Where are thhhhheeeeeeeeeeeeyyyyy? 

In UK or USA?


----------



## nicensleazy (Aug 3, 2008)

Well done...welcome to the EPS club!


----------



## The_Kraken (Jul 28, 2009)

*Cali*

They are right here in San Diego, California.


----------



## T-shirt (Aug 15, 2004)

:thumbsup: Awesome, how many did you get?

....and obviously we need more pictures.


----------



## corky (Feb 5, 2005)

That frame would have been sooooo cooler if the downtube graphics were solid.


----------



## kjmunc (Sep 19, 2005)

or a nice glossy black logo would've been cool too. If you're going for the "stealth" look, go all out.


----------



## T-shirt (Aug 15, 2004)

kjmunc said:


> or a nice glossy black logo would've been cool too. If you're going for the "stealth" look, go all out.
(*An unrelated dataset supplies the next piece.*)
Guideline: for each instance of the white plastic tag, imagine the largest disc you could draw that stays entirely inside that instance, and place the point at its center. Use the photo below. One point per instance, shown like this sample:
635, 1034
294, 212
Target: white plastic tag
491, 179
 "Excellent edition to the plan." --Eric Foreman, That 70's Show

That is a seriously cool idea.


----------



## kjmunc (Sep 19, 2005)

I know it's "been done before" with the Prince BoB, but they could still do it differently and make it work. The white open script looks like an afterthought. 
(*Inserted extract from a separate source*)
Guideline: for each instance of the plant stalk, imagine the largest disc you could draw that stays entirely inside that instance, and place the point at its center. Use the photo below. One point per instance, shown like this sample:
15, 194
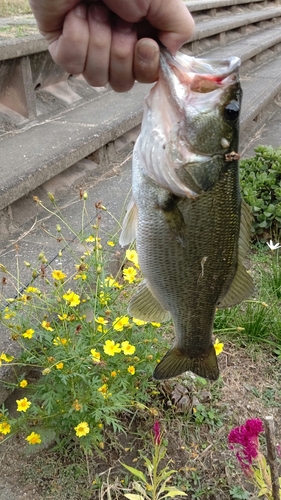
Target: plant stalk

Don't even get me started on that sideshow "b-stay" logo.....what the heck is that?!


----------



## rocco (Apr 30, 2005)

Looks like my size too.


----------



## iyeoh (Jan 6, 2005)

No Italian flags all over! Doesn't say "Made In Italy." How would Ibe assured that its Italian? Now I begin to worry.. just kididng 

After 22+ years of "Art Decor" its hard to get used to a conservative-looking Colnago. No more "little man riding" lol

And get rid of that "B Stay "graphic... uuurgh


----------



## T-shirt (Aug 15, 2004)

iyeoh said:


> No Italian flags all over! Doesn't say "Made In Italy." How would Ibe assured that its Italian? Now I begin to worry.. just kididng
> 
> After 22+ years of "Art Decor" its hard to get used to a conservative-looking Colnago. No more "little man riding" lol
> 
> And get rid of that "B Stay "graphic... uuurgh


Don't worry, it comes with a cannoli.


----------



## nicensleazy (Aug 3, 2008)

Can these graphics be removed ???


----------



## iyeoh (Jan 6, 2005)

They probably put clearcoat over the stickers... making them impossible to remove without the frame looking like arse.


----------